The problem, as Moore sees it, is everything that happens between the "bangs" of a four-stroke engine cycle. The power stroke sends the piston downward with considerable energy, but then the exhaust stroke, intake stroke and compression stroke all drag on the system.
The inertia and weight of a flywheel can help keep the whole thing spinning, and smooth out the power delivery somewhat. But inertia works both ways; the heavier the flywheel, the harder it is to accelerate as well as decelerate, so the engine might keep happily rolling through the three non-power strokes, but it's also going to struggle to pick up speed freely when you're on the gas.
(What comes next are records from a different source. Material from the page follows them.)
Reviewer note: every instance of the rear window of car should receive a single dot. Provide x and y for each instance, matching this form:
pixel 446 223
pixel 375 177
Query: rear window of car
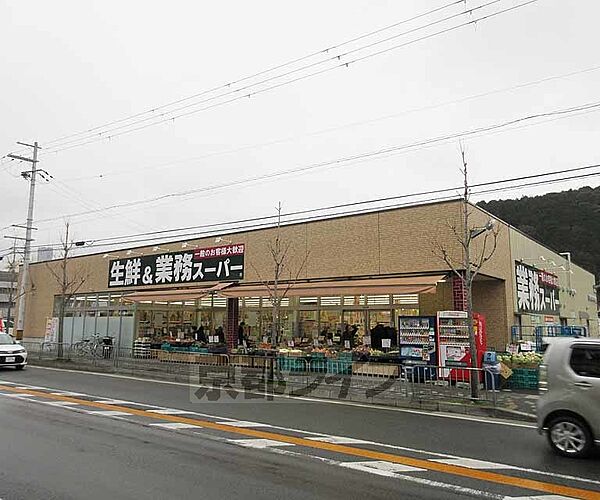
pixel 585 361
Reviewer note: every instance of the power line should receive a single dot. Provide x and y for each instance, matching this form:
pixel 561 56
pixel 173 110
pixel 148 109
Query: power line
pixel 341 127
pixel 160 119
pixel 359 156
pixel 259 73
pixel 242 224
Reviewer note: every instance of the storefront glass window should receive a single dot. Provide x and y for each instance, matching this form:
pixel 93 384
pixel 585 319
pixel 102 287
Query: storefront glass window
pixel 331 325
pixel 355 321
pixel 115 299
pixel 308 326
pixel 378 300
pixel 406 299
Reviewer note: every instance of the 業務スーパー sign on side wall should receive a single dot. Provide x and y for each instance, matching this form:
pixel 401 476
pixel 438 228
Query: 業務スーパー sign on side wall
pixel 537 290
pixel 224 263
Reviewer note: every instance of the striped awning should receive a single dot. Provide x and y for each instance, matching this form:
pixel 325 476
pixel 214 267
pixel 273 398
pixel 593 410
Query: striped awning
pixel 175 295
pixel 369 286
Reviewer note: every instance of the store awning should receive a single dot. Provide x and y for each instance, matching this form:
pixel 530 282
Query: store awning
pixel 175 295
pixel 373 286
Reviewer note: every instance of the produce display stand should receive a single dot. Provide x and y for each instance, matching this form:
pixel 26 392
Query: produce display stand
pixel 192 357
pixel 375 369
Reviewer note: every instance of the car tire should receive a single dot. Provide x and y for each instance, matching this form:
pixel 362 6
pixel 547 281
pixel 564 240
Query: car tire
pixel 570 437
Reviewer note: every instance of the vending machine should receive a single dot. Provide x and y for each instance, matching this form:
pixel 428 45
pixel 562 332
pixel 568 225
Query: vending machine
pixel 417 339
pixel 453 343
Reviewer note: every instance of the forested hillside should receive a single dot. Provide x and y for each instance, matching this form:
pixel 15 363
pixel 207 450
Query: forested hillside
pixel 568 221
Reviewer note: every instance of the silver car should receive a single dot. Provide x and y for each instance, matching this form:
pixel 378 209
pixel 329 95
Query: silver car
pixel 568 410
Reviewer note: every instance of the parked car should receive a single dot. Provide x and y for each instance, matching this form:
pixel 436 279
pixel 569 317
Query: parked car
pixel 11 352
pixel 568 410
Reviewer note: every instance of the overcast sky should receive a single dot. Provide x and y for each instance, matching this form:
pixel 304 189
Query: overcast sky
pixel 68 66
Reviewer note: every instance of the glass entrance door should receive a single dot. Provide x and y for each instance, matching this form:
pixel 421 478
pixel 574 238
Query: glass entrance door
pixel 354 322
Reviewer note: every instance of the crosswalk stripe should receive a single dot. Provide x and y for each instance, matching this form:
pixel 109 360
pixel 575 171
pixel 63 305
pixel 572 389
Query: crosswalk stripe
pixel 242 423
pixel 337 440
pixel 175 426
pixel 108 413
pixel 171 411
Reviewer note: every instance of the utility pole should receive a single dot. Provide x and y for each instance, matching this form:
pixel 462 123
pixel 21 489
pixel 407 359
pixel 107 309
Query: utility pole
pixel 31 175
pixel 11 292
pixel 468 283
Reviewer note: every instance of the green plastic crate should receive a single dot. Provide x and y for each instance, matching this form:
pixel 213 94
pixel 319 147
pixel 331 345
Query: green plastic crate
pixel 524 378
pixel 318 364
pixel 291 364
pixel 339 366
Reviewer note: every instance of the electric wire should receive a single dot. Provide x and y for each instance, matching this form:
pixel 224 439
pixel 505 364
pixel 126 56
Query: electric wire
pixel 269 220
pixel 259 73
pixel 315 166
pixel 158 120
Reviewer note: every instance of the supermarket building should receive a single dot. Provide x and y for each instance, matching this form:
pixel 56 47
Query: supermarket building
pixel 364 269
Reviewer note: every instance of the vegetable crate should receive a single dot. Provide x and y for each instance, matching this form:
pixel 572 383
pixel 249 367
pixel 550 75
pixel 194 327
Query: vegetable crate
pixel 524 378
pixel 291 364
pixel 339 366
pixel 318 364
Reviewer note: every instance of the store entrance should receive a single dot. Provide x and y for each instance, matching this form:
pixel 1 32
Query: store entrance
pixel 353 326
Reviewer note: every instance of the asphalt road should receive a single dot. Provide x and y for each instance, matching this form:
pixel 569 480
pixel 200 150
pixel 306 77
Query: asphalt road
pixel 164 442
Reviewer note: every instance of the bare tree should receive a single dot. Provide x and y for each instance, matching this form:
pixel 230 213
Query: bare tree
pixel 469 263
pixel 70 279
pixel 284 275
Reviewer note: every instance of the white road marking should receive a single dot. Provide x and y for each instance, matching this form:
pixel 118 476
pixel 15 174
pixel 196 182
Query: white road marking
pixel 540 497
pixel 107 413
pixel 111 401
pixel 60 403
pixel 471 463
pixel 175 425
pixel 171 411
pixel 259 443
pixel 461 490
pixel 380 467
pixel 337 440
pixel 242 423
pixel 482 420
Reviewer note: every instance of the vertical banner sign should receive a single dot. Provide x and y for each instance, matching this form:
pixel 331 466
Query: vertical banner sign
pixel 224 263
pixel 537 290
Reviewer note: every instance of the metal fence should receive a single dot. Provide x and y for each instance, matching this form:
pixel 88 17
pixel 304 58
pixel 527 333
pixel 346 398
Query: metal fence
pixel 535 334
pixel 238 377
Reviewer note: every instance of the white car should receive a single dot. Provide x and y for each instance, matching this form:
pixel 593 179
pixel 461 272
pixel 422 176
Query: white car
pixel 568 408
pixel 11 352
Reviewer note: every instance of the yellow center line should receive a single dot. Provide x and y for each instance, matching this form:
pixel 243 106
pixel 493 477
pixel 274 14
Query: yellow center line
pixel 492 477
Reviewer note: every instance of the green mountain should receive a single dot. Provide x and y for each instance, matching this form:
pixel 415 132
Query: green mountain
pixel 568 221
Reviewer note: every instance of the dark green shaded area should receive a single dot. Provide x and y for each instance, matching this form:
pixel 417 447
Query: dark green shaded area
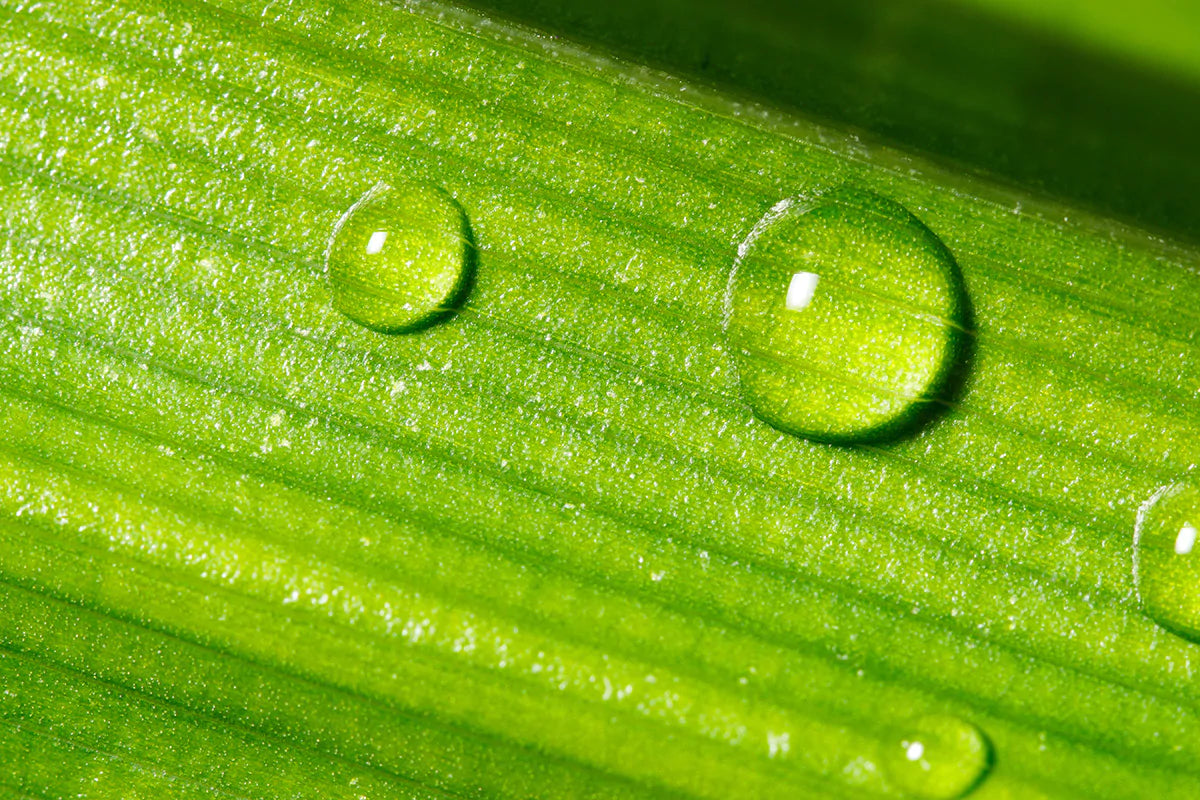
pixel 960 84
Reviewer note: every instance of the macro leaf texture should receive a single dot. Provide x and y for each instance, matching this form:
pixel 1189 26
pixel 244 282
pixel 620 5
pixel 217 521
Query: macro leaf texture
pixel 543 547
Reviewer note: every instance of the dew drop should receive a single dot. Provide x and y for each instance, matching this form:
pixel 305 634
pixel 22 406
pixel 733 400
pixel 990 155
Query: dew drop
pixel 1167 560
pixel 846 317
pixel 400 258
pixel 940 758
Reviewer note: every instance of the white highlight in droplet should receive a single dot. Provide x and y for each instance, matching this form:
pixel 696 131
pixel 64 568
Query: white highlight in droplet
pixel 801 290
pixel 376 242
pixel 1186 540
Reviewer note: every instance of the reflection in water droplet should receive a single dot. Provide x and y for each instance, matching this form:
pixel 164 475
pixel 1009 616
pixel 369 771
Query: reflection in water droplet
pixel 401 258
pixel 1165 561
pixel 846 317
pixel 941 758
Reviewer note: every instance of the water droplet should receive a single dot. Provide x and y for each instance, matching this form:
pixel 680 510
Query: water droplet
pixel 1167 560
pixel 401 258
pixel 846 316
pixel 940 758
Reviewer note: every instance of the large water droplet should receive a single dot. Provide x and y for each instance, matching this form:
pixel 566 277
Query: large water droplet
pixel 940 758
pixel 1167 558
pixel 401 258
pixel 846 317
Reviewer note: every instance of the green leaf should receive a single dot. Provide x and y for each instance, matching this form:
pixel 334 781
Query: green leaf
pixel 544 546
Moore's idea is fairly simple: replace the flywheel with a lightweight disc, embed magnets in that disc, and hit those magnets with electromagnetic pulses to replace flywheel inertia with electric torque. Effectively replacing the flywheel with a rotor for a low-power electric motor that can apply torque in a precise and useful way.
Moore wants to hit the crank with a little burst of torque right when the piston's at bottom dead center before the compression stroke, giving it a helping hand to squeeze the air-fuel mixture before the power stroke. He sees his system as being maximally useful at low RPMs, chiefly under acceleration. At cruising speeds, coils in the housing could start to drop out and let the engine work by itself, or even start operating in reverse to charge up the system's own batteries or capacitors.
One interesting application might be in a small chainsaw engine, for example, which could perhaps benefit from a bit of electric help when the motor starts to bog down under heavy load. Others could include small motorcycle and scooter motors, or potentially race cars that could benefit from flywheel-free rapid acceleration.
The device is currently back at the "laboratory" stage after things didn't go so well with the first prototype, which was built around a faulty "cheap foreign-built engine." Moore tried using a lightweight plastic plumbing part to hold the rotating magnets, and the entire thing ended in a "spectacular explosion." Some of the magnets are reportedly still at large.
In a blog post that, curiously, chiefly outlines his previous failures in working with engines, Moore says he plans to revisit the idea of a prototype once he's got the time and courage to give it another crack. He's got a patent on the idea, and is looking for collaboration partners. Perhaps the New Atlas brains trust can chime in with some advice?